- Born: Michael Philip Silverblatt August 6, 1952 New York City, U.S.
- Died: February 14, 2026 (aged 73) Los Angeles, California, U.S.
- Occupations: Broadcaster; radio personality;

= Michael Silverblatt =

American broadcaster and literary critic (1952–2026)

Michael Philip Silverblatt (August 6, 1952 – February 14, 2026) was an American literary critic and broadcaster who hosted Bookworm, a nationally syndicated radio program focusing on books and literature, from 1989 to 2022. He recorded over 1,600 interviews with authors and other literary figures, including Toni Morrison, Salman Rushdie, Joan Didion, Susan Sontag, David Foster Wallace, William H. Gass, W. G. Sebald, and John Ashbery.

Bookworm was broadcast by Los Angeles public radio station KCRW.

==Early life==
Silverblatt was born into a Jewish family in New York City. He attended SUNY Buffalo, majored in English, and later entered postgraduate studies at Johns Hopkins University before dropping out.
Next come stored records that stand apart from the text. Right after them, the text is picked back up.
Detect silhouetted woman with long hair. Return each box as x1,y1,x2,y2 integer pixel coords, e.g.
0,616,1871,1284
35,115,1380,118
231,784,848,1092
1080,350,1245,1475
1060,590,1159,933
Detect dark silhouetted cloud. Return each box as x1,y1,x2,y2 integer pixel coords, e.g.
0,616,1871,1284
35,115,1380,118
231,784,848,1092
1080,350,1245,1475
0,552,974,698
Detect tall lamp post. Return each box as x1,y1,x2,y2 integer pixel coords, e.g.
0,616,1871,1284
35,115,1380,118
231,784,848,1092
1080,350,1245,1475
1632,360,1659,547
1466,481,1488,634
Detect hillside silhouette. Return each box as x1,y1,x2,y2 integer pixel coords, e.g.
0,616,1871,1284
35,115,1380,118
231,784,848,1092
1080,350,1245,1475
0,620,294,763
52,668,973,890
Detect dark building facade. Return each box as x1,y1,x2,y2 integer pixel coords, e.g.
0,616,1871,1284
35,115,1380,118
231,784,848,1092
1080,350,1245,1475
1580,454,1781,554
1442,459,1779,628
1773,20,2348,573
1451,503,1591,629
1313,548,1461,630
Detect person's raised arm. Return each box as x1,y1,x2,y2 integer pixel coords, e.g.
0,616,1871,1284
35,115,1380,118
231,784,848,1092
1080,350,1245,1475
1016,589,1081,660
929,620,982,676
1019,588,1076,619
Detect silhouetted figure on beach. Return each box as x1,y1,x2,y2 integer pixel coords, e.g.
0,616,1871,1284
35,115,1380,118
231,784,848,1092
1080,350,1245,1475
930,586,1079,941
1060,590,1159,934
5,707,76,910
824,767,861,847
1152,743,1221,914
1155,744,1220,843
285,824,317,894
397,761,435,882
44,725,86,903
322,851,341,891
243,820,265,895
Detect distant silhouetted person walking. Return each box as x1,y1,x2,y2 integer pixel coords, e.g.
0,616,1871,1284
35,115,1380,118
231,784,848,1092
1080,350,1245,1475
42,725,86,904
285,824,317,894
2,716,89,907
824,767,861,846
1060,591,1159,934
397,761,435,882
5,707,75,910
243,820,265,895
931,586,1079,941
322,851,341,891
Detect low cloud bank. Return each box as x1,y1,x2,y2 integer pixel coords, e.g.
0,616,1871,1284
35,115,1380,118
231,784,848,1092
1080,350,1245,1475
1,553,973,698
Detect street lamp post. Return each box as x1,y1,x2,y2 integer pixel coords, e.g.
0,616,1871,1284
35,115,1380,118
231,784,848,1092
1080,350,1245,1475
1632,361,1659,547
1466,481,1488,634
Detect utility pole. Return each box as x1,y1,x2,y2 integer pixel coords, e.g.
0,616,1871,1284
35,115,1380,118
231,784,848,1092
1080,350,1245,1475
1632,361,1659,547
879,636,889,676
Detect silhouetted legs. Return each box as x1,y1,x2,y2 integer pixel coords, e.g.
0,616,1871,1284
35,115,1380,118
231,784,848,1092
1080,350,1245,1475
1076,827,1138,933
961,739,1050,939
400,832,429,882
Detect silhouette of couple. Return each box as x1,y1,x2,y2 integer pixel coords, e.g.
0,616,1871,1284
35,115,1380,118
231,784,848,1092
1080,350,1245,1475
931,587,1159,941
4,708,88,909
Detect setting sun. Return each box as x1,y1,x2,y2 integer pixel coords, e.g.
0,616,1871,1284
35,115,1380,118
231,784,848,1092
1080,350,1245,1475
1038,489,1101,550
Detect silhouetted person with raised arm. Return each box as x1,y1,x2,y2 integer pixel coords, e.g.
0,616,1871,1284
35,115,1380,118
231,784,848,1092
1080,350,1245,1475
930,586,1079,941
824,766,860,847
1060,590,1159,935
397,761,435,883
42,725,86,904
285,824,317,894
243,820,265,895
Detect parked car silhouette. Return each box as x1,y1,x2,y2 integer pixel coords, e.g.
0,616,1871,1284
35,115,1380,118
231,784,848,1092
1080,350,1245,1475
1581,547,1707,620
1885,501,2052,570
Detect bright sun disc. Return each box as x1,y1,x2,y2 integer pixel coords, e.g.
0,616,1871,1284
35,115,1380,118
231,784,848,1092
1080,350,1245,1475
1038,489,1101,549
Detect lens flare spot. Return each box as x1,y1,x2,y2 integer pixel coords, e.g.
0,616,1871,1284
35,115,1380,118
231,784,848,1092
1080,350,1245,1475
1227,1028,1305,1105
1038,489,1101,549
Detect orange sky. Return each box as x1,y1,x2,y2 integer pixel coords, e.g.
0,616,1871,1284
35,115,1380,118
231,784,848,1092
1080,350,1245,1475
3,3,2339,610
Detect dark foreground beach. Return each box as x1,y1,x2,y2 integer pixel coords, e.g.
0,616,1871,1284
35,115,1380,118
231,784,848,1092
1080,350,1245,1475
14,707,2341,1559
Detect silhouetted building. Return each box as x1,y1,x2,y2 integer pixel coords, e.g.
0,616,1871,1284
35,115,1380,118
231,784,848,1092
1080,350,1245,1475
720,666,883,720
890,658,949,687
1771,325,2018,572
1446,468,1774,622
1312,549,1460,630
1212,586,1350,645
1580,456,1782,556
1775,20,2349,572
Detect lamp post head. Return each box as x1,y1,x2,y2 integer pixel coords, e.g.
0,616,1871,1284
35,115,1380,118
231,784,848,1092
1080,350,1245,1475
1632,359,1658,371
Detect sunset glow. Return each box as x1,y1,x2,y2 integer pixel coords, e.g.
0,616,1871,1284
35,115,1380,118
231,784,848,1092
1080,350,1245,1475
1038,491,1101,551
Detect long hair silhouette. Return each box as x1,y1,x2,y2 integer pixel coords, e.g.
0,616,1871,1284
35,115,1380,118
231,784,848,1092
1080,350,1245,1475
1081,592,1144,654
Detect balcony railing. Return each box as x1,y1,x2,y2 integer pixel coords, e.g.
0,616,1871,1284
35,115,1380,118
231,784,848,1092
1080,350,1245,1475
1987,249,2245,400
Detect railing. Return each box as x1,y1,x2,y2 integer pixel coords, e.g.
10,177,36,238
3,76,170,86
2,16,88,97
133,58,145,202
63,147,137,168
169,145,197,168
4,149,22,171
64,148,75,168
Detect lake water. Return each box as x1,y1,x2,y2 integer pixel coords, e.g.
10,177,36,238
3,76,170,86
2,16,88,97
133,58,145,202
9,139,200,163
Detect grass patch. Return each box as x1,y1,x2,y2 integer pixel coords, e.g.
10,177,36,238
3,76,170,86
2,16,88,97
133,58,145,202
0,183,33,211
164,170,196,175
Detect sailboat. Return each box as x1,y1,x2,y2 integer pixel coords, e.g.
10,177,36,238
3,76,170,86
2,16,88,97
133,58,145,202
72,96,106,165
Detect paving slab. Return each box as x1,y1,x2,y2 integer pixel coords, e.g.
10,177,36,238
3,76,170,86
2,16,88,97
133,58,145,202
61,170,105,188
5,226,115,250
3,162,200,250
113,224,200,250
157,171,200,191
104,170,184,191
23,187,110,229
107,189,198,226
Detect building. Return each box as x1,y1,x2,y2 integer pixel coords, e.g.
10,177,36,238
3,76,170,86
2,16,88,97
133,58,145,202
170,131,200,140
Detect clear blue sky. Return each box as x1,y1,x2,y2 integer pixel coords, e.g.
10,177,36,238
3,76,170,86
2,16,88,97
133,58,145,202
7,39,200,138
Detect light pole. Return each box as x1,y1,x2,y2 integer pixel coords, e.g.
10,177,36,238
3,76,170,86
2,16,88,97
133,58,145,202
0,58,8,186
Later, he moved to Los Angeles with the intention of becoming a screenwriter. After a conversation about Russian poetry with KCRW's at a dinner party, he was offered his own radio show.

==KCRW Bookworm==
On Bookworm, Silverblatt interviewed a variety of writers, including W. G. Sebald, Zadie Smith, Lorrie Moore, Joy Williams, Joshua Cohen, Maggie Nelson, and Richard Powers. He called his interviews "conversations" and did not use prompts or question sheets. Critics and interviewees noted Silverblatt's preparedness; he always read his interviewee's work in advance.

Underwritten by the Lannan Foundation, Bookworm was distributed free of charge to around 50 U.S. radio stations. Silverblatt worked on the show unpaid for its first five years.

==Literary critic==
Silverblatt coined the term transgressive fiction.

Silverblatt's Los Angeles Times review of William Gass's The Tunnel was blurbed on the cover of its paperback release: "The most beautiful, most complex, most disturbing novel to be published in my lifetime".

He wrote an introduction to a reissue of Kenward Elmslie's The Orchid Stories.

In 2018, Silverblatt was the inaugural recipient of the Deborah Pease Prize, awarded by A Public Space magazine for being a "figure who has advanced the art of literature".

In 2023, The Song Cave published Bookworm: Conversations with Michael Silverblatt, a selection of notable interviews by Silverblatt.

==Death==
Silverblatt died in Los Angeles on February 14, 2026, at the age of 73.